Background & aims: Protein content of a meal is hypothesized to drive DIT dose-dependently. However, no single meal study exists comparing two different doses of protein on DIT. In addition, the source of protein, particularly whey protein, was shown to have a higher DIT than casein and soy in the acute setting, however the mechanism behind this difference is not yet clear. The aim of the present work is therefore to evaluate the efficacy of two different doses and types of protein (whey protein and casein) on DIT in overweight adults.
Methods: Randomized, double blind crossover including seventeen overweight men and women assigned to four isocaloric study treatments where protein and carbohydrate were exchanged: control, 30 g of whey protein microgels (WPM30), 50 g WPM (WPM50) or 50 g micellar casein (MC50). Energy expenditure was measured by indirect calorimetry. Blood, breath and urine samples were collected in order to measure substrate oxidation, amino acid profile, glucose and insulin, protein turnover and other metabolic parameters.
Results: DIT was 6.7 ± 3.7%, 13.0 ± 5.0%, 18.0 ± 5.0% and 16.0 ± 5.0% for control, WPM30, WPM50 and MC50, respectively. There was a significant difference between WPM50 and WPM30 (p < 0.005) and a trend was observed between WPM50 and MC50 (p = 0.06). WPM50 resulted in the highest total, essential, and branched-chain plasma amino acid concentrations when compared with the other study treatments (p < 0.005) and a higher insulin concentration than MC50 (p < 0.005). Protein oxidation was higher for WPM50 than MC50. Protein turnover was significantly correlated with DIT through total leucine oxidation (r = 0.52, p = 0.005).

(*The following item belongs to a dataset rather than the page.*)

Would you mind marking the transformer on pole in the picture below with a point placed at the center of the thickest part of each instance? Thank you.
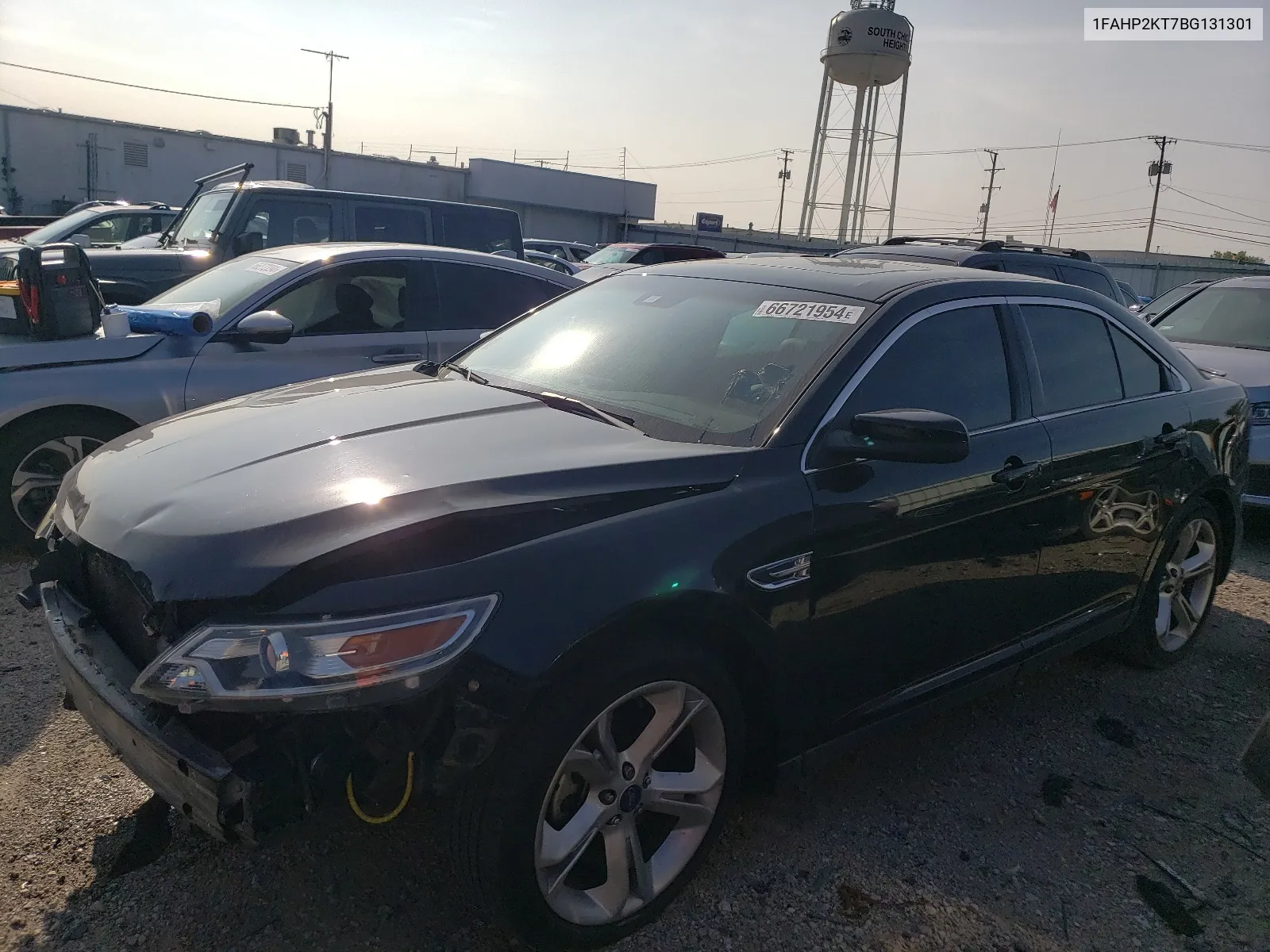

Conclusions: Our findings show that DIT does increase at a dose beyond 30 g of WPM and that the type of dairy protein may have an effect on DIT with WPM tending towards a higher DIT than casein. Although further research is required to understand the mechanism behind the effect of different protein sources on thermogenesis, we suggest that amongst the components of protein turnover, protein oxidation may be an important driver of thermogenesis at doses higher than 30 g. These results have concrete implications when choosing a dose of protein to optimize its thermogenic effect.
Clinical trial registry number: NCT02303080 www.clinicaltrials.gov.
Keywords: Casein; Diet induced thermogenesis; Overweight; Protein; Protein turnover; Whey.